Epoxide formation from diallyl sulfone is associated with CYP2E1 inactivation in murine and human lungs.

Abstract

We tested the hypothesis that an epoxide formed from diallyl sulfone (DASO(2)) is responsible for inactivation of CYP2E1 in murine and human lungs. An epoxide (1,2-epoxypropyl-3,3'-sulfonyl-1'-propene [DASO(3)]) was synthesized from DASO(2) and conjugated with glutathione (GSH) to produce the conjugates S-(1R, S-[[1-hydroxymethyl-2,3' -sulfonyl]-1' -propenyl]ethyl)glutathione (diastereomers) and S-(1-[[2R,S-hydroxypropyl]-3, 3'-sulfonyl]-1'-propenyl)glutathione (diastereomers).
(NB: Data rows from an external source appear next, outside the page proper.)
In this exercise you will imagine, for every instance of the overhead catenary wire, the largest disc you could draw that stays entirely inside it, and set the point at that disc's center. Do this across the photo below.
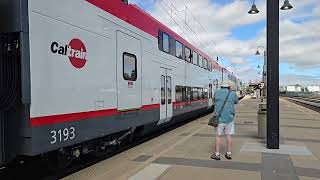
(173, 9)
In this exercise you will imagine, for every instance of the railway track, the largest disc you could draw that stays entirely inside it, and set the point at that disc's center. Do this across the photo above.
(312, 103)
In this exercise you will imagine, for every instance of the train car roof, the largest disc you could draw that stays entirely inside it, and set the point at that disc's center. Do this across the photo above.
(137, 17)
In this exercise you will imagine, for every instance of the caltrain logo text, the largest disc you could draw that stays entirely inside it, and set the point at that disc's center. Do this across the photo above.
(75, 51)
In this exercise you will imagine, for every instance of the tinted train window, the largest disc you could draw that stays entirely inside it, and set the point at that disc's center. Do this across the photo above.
(205, 93)
(169, 89)
(188, 94)
(165, 42)
(200, 61)
(179, 93)
(195, 58)
(200, 93)
(129, 67)
(205, 64)
(210, 66)
(210, 90)
(179, 50)
(188, 54)
(194, 94)
(163, 90)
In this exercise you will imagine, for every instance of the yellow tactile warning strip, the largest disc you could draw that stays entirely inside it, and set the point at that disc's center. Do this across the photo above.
(185, 152)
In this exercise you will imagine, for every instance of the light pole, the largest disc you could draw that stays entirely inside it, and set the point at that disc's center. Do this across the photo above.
(264, 70)
(272, 69)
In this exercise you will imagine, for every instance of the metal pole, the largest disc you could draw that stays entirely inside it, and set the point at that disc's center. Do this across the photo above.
(264, 76)
(273, 74)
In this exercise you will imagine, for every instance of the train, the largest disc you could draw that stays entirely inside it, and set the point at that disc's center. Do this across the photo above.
(85, 75)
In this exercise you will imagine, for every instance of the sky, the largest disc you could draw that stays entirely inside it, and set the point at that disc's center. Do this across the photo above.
(224, 28)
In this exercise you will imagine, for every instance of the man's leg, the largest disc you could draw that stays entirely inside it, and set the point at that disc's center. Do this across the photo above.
(217, 144)
(229, 143)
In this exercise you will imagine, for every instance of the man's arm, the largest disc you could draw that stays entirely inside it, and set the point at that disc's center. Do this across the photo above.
(236, 98)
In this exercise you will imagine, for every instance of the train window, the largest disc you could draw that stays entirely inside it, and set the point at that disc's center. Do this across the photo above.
(195, 58)
(200, 93)
(169, 89)
(205, 93)
(179, 49)
(210, 91)
(200, 61)
(184, 94)
(204, 63)
(188, 93)
(210, 66)
(187, 52)
(179, 93)
(163, 90)
(194, 94)
(205, 66)
(165, 42)
(129, 67)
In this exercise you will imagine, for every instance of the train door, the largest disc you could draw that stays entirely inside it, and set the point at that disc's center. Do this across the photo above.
(166, 104)
(210, 103)
(128, 72)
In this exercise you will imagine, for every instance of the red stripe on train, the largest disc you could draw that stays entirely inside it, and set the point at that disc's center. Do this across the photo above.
(137, 17)
(63, 118)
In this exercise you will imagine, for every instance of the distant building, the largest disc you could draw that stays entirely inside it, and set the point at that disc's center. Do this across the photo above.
(294, 88)
(313, 88)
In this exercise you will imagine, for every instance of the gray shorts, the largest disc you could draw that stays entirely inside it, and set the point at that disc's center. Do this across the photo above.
(225, 128)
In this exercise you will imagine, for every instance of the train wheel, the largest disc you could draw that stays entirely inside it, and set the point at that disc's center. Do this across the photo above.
(59, 160)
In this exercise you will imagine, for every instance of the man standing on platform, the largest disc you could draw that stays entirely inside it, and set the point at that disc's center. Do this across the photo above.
(225, 100)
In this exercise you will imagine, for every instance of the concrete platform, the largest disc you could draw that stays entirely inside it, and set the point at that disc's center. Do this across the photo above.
(184, 153)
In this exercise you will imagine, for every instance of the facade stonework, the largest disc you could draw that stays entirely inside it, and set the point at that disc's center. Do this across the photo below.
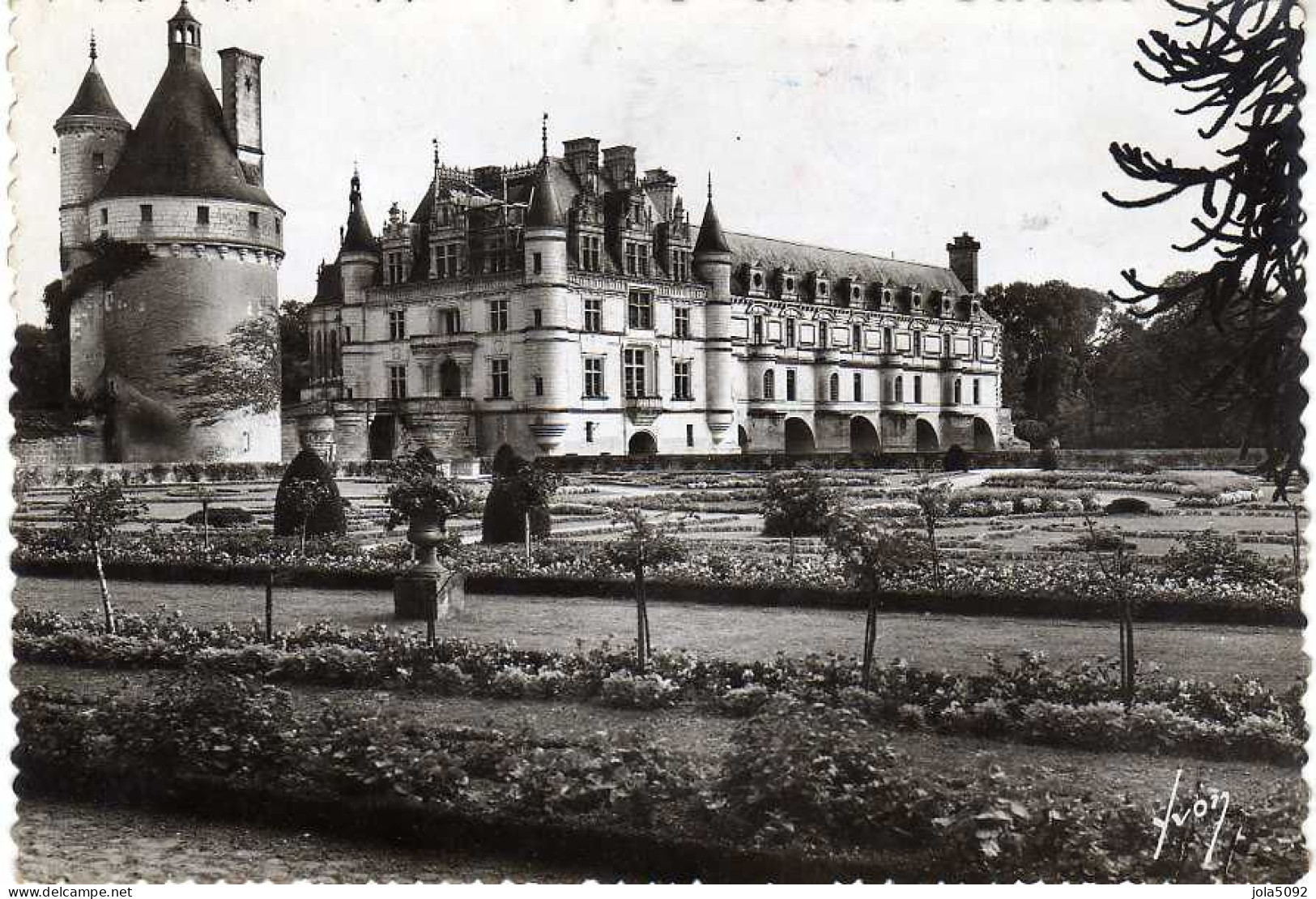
(570, 309)
(185, 187)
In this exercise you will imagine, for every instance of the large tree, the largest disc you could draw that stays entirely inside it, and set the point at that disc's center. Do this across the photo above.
(1238, 61)
(1050, 334)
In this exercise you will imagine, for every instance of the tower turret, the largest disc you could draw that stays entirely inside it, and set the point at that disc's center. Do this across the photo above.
(551, 377)
(91, 138)
(358, 257)
(713, 267)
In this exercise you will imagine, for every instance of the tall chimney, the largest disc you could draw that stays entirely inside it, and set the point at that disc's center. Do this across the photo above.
(240, 78)
(964, 259)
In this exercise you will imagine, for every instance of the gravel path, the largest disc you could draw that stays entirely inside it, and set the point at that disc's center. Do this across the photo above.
(1211, 652)
(87, 844)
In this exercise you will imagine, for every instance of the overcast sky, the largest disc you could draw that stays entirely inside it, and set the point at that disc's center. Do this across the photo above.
(875, 126)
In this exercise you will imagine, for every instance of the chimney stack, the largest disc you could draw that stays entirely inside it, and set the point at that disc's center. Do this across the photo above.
(240, 79)
(964, 259)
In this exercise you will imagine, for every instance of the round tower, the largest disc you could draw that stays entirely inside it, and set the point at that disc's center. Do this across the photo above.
(551, 375)
(712, 259)
(91, 138)
(358, 257)
(190, 337)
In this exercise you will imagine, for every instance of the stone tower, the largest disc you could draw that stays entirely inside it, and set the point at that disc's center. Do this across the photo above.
(713, 266)
(181, 349)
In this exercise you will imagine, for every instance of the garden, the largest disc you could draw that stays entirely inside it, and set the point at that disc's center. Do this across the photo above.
(735, 724)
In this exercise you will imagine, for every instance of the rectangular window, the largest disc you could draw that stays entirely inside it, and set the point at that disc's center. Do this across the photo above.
(594, 315)
(636, 372)
(640, 309)
(398, 382)
(682, 387)
(680, 322)
(500, 379)
(396, 324)
(594, 377)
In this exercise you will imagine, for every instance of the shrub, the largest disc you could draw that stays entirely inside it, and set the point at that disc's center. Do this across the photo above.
(326, 518)
(957, 460)
(221, 516)
(1128, 505)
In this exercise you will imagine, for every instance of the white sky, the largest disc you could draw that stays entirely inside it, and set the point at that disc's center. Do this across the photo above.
(875, 126)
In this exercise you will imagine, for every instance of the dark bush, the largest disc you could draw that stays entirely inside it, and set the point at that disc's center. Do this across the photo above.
(221, 516)
(1128, 505)
(328, 516)
(519, 488)
(957, 460)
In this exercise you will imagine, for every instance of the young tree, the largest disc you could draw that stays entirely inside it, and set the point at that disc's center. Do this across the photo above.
(305, 495)
(1114, 558)
(796, 505)
(95, 509)
(871, 557)
(933, 505)
(1240, 62)
(642, 545)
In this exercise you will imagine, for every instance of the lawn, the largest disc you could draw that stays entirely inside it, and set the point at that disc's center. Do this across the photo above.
(956, 642)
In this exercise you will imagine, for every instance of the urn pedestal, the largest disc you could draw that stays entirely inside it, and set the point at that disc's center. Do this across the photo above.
(428, 591)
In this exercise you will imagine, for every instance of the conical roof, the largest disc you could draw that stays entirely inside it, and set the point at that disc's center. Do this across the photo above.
(358, 236)
(92, 98)
(711, 238)
(545, 210)
(181, 147)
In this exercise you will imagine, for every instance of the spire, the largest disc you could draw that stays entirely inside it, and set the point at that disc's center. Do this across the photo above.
(357, 237)
(92, 98)
(545, 208)
(711, 238)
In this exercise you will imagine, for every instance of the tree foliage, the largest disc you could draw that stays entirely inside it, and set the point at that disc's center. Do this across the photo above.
(238, 375)
(1238, 59)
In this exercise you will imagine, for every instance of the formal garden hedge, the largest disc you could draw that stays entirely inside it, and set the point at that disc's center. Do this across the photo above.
(1028, 702)
(229, 743)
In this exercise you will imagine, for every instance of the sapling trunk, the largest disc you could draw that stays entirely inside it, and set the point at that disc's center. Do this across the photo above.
(107, 604)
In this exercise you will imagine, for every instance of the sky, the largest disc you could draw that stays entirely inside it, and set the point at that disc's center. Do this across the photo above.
(884, 126)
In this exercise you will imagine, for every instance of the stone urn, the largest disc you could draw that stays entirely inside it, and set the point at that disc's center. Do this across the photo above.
(427, 535)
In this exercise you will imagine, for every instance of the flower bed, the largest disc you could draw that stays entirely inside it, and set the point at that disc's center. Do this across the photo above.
(1241, 720)
(800, 782)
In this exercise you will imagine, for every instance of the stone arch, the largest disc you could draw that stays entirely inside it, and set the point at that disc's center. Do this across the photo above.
(926, 436)
(503, 458)
(863, 436)
(799, 437)
(449, 378)
(383, 437)
(642, 444)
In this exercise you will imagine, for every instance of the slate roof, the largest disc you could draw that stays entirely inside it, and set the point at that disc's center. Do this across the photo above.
(181, 147)
(92, 98)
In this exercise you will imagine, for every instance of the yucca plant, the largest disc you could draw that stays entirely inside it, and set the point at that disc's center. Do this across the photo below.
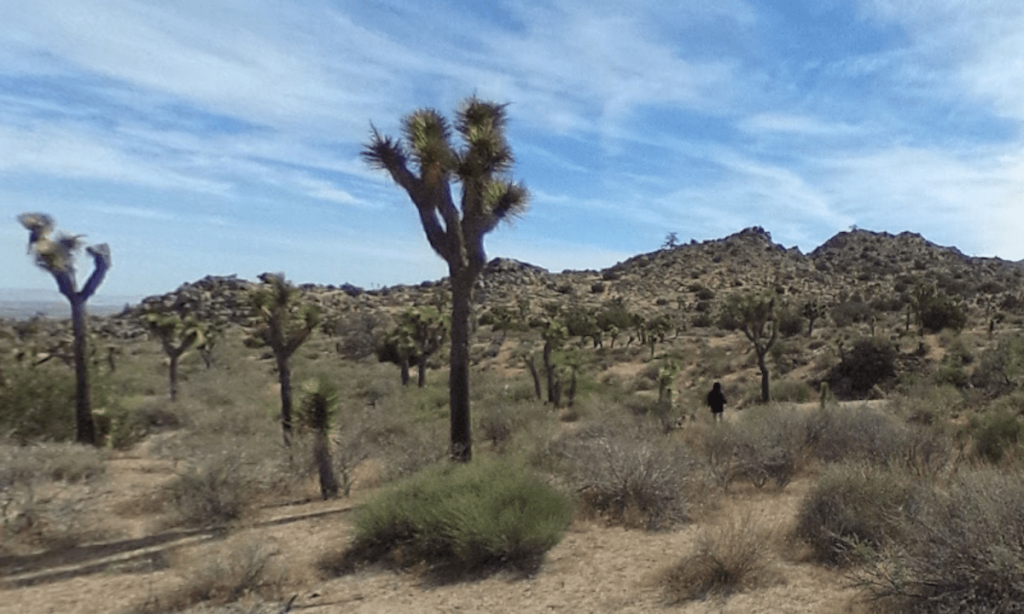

Analysis of these conjugates by high performance liquid chromatography revealed a major peak eluting at 20.5 min. This peak was detected in incubations of murine and human lung microsomes containing DASO(2) and nicotinamide adenine dinucleotide phosphate (NADPH), and was not detected in incubations performed in the absence of DASO(2) or NADPH. The amounts of epoxide-derived GSH conjugates formed in the incubations were concentration-dependent and achieved saturation at 0.75 mM DASO(2). Formation of the conjugates was also time-dependent and peaked at 2.0 h after DASO(2). The peak containing the GSH conjugates was also detected in incubations of CYP2E1-expressed lymphoblastoid microsomes, NADPH, and DASO(2). Maximal amounts of DASO(3), as estimated by formation of a 4-(p-nitrobenzyl)pyridine derivatized product, were detected in murine lung microsomes incubated for 35 min with 1 mM DASO(2). The derivatized DASO(3) was not detectable in incubations of human lung microsomes. p-Nitrophenol hydroxylation, a catalytic activity associated with CYP2E1, was reduced in murine and human lung microsomes incubated with DASO(2), with decreases that were concentration-dependent. Dose-dependent decreases in hydroxylase activity were also found in microsomes from mice treated in vivo with DASO(2) (25 to 200 mg/kg). These results supported the premise that an epoxide formed from DASO(2) mediates inactivation of lung CYP2E1. Furthermore, the findings suggested that the mouse model is relevant for studies of DASO(2) in human lung.